Seriously though, given its mental nature, perhaps no other major sport is as susceptible to momentum come the postseason as Major League Baseball. In the NFL and NBA, the best teams will generally emerge from the scrum because the overtly physical elements of the game make rust slower to gather and, consequently, easier to shed.
In baseball, though, you take your foot off the pedal for a week or two?
Things could get very ugly and stay that way until you're scratching your head, staring at a cloud of dust galloping into October, and wondering how the hell it all went so wrong at the most critical time of the year.
It's not a perfect rule, but it's generally a better idea to enter the playoffs with a good head of steam rather than to try to build one in the heat of the divisional series.
That's good news for the Giants and bad news for any possible opponent because, should San Francisco elbow its way into the second season, the team will have had to play winning baseball down the stretch. That's the beauty and the burden of playing catch-up in September.
If it works, you might just ride the crest into the Fall Classic.
IF it works...
OK, enough is enough.
You and everyone else knew what was coming because the 2010 San Francisco Giants have contended thus far based on the strength of their starting pitching. It's no surprise, then, that any playoff opponent would be most concerned with that same starting pitching.
After all, you don't worry about the bull's breath even though it's probably no picnic, you worry about those two freakin' horns driven by a half ton of good eating.
And on this Giant squad, the starting pitchers are the horns.
Particularly Tim Lincecum, Matt Cain, and Jonathan Sanchez.
Even if Madison Bumgarner finally hits his inevitable (right?) innings limit and gets shifted to the bullpen, leaving Barry Zito as the fourth man in the rotation, the aforementioned triumvirate is still a formidable obstacle for even the stoutest of lumberjacks.
The southpaw is clearly the most volatile of the trio, but "Dirty Sanchez" is arguably the hardest to hit when he's in his good arm slot. Shoot, even when he's not, he can still be pretty damn effective as evidenced by his five-inning appearance in San Diego—he suffered a single hit and no earnies despite walking seven Padres.

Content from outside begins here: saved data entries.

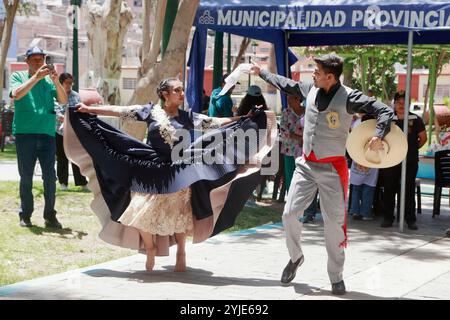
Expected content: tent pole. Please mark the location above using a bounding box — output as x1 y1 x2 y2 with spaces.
399 31 414 232
213 31 224 90
285 31 289 77
227 33 231 74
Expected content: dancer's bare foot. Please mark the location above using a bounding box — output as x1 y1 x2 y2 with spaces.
174 252 186 272
145 248 157 271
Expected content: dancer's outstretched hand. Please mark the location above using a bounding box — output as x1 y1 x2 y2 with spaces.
249 63 262 76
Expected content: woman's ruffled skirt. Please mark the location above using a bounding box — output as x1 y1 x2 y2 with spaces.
64 109 277 256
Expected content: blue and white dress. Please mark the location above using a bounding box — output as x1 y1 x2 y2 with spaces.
64 103 277 255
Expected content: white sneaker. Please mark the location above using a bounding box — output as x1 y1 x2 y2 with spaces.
60 184 68 191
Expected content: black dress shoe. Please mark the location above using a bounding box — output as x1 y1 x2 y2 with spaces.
331 280 346 295
407 223 418 230
45 218 62 229
281 255 304 284
19 217 32 227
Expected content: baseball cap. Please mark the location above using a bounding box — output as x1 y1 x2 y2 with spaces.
222 73 240 85
25 46 46 58
247 85 262 97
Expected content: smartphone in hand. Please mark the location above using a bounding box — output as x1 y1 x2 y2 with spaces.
44 64 55 71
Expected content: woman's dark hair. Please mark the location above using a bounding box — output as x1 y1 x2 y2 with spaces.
156 77 179 102
237 94 268 116
59 72 73 84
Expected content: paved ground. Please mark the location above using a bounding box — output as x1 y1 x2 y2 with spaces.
0 191 449 300
1 159 449 300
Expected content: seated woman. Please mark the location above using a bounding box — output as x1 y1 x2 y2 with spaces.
65 77 277 272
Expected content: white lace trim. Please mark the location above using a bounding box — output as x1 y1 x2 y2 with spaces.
202 117 222 130
150 104 178 148
118 105 142 122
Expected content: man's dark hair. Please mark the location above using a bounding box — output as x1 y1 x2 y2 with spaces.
394 90 406 102
314 53 344 81
59 72 73 84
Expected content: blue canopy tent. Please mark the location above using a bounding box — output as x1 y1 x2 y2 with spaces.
186 0 450 231
187 0 450 111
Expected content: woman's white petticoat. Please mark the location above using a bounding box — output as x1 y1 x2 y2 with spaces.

"Cainer" might not be as untouchable as the other two, but he's been the most predictable of the bunch in '10 and can dial up the dirt like the other two merchants when he's feeling saucy. If you want proof, I offer his two shutouts (one against the NL Central-leading Cincinnati Reds at the bandbox they call home) and four other outings that went eight innings with no more than a single run against him.
Then there's "The Freak."
Any hope opposing hitters had that Lincecum's struggles would last until the end of the 162-game slate has dissipated with every pitch in the month of September. Timmy's now made three starts, he's got three wins, and he's twirled the following line (don't stare directly at the numbers)—21.2 IP, 17 H, 29:2 K:BB, a 2.08 ERA, and a 0.88 WHIP.
That's like Cliff Lee except a version who averages more than a whiff an inning.
The saying goes you've gotta score at least one run to win. As the Bay Area has seen, when this starting rotation is on, even lone runs are few and far between.
Which is why it's the No. 1 reason nobody will want to face the San Francisco Giants if they can crash the 2010 postseason party.